On Fri 24-08-18 19:54:19, Tetsuo Handa wrote:
[...]
> > --- a/mm/hmm.c
> > +++ b/mm/hmm.c
> > @@ -177,16 +177,19 @@ static void hmm_release(struct mmu_notifier *mn, struct mm_struct *mm)
> > up_write(&hmm->mirrors_sem);
> > }
> >
> > -static void hmm_invalidate_range_start(struct mmu_notifier *mn,
> > +static int hmm_invalidate_range_start(struct mmu_notifier *mn,
> > struct mm_struct *mm,
> > unsigned long start,
> > - unsigned long end)
> > + unsigned long end,
> > + bool blockable)
> > {
> > struct hmm *hmm = mm->hmm;
> >
> > VM_BUG_ON(!hmm);
> >
> > atomic_inc(&hmm->sequence);
> > +
> > + return 0;
> > }
> >
> > static void hmm_invalidate_range_end(struct mmu_notifier *mn,
>
> This assumes that hmm_invalidate_range_end() does not have memory
> allocation dependency. But hmm_invalidate_range() from
> hmm_invalidate_range_end() involves
>
> down_read(&hmm->mirrors_sem);
> list_for_each_entry(mirror, &hmm->mirrors, list)
> mirror->ops->sync_cpu_device_pagetables(mirror, action,
> start, end);
> up_read(&hmm->mirrors_sem);
>
> sequence. What is surprising is that there is no in-tree user who assigns
> sync_cpu_device_pagetables field.

Yes HMM doesn't have any in tree user yet.

> $ grep -Fr sync_cpu_device_pagetables *
> Documentation/vm/hmm.rst: /* sync_cpu_device_pagetables() - synchronize page tables
> include/linux/hmm.h: * will get callbacks through sync_cpu_device_pagetables() operation (see
> include/linux/hmm.h: /* sync_cpu_device_pagetables() - synchronize page tables
> include/linux/hmm.h: void (*sync_cpu_device_pagetables)(struct hmm_mirror *mirror,
> include/linux/hmm.h: * hmm_mirror_ops.sync_cpu_device_pagetables() callback, so that CPU page
> mm/hmm.c: mirror->ops->sync_cpu_device_pagetables(mirror, action,
>
> That is, this API seems to be currently used by only out-of-tree users. Since
> we can't check that nobody has memory allocation dependency, I think that
> hmm_invalidate_range_start() should return -EAGAIN if blockable == false for now.

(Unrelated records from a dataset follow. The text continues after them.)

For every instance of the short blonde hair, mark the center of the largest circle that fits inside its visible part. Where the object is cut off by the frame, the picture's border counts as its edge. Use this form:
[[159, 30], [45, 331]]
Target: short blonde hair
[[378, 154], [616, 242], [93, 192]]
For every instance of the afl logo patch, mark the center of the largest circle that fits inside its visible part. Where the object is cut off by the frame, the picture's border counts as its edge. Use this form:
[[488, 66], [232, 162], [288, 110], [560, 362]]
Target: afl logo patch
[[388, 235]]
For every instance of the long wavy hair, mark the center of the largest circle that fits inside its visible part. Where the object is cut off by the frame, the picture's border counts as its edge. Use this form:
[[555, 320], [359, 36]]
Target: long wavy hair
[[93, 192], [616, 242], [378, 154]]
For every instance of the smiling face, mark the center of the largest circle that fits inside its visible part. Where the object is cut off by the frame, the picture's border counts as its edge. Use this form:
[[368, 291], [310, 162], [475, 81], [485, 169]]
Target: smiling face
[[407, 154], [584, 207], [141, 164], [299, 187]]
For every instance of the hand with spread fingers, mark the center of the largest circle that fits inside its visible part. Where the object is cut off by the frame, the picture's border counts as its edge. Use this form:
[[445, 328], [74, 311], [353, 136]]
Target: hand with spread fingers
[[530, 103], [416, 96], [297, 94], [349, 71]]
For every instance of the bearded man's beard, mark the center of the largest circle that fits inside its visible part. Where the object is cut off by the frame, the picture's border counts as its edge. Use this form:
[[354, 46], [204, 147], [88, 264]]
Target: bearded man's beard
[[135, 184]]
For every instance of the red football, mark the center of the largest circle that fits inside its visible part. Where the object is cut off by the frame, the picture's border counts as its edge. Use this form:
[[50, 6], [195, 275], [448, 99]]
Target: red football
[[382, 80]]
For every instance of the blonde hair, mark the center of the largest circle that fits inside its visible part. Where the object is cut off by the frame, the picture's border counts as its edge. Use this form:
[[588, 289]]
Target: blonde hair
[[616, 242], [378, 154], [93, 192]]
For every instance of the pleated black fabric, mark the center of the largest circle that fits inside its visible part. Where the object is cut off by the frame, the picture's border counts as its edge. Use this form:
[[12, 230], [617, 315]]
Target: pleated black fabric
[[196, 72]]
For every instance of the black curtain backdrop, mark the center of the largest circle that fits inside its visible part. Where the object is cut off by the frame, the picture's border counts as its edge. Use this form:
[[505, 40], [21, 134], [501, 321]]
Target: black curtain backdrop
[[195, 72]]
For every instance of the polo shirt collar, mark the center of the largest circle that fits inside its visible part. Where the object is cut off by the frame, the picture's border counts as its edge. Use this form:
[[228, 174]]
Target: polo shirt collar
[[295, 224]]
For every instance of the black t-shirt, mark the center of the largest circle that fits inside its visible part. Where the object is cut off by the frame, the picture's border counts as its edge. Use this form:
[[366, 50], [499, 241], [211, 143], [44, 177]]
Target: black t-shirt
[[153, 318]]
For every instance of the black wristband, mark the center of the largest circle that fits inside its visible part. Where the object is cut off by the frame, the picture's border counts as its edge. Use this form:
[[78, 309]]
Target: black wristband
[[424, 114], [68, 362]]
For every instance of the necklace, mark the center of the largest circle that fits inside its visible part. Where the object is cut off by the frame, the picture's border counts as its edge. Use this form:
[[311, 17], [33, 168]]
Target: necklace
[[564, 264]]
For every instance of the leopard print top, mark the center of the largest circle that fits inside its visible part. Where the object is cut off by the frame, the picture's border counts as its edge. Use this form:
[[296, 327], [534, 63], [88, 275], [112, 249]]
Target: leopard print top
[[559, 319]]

The code expects that the invalidate_range_end doesn't block if
invalidate_range_start hasn't blocked. That is the reason why the end
callback doesn't have blockable parameter. If this doesn't hold then the
whole scheme is just fragile because those two calls should pair.

--
Michal Hocko
SUSE Labs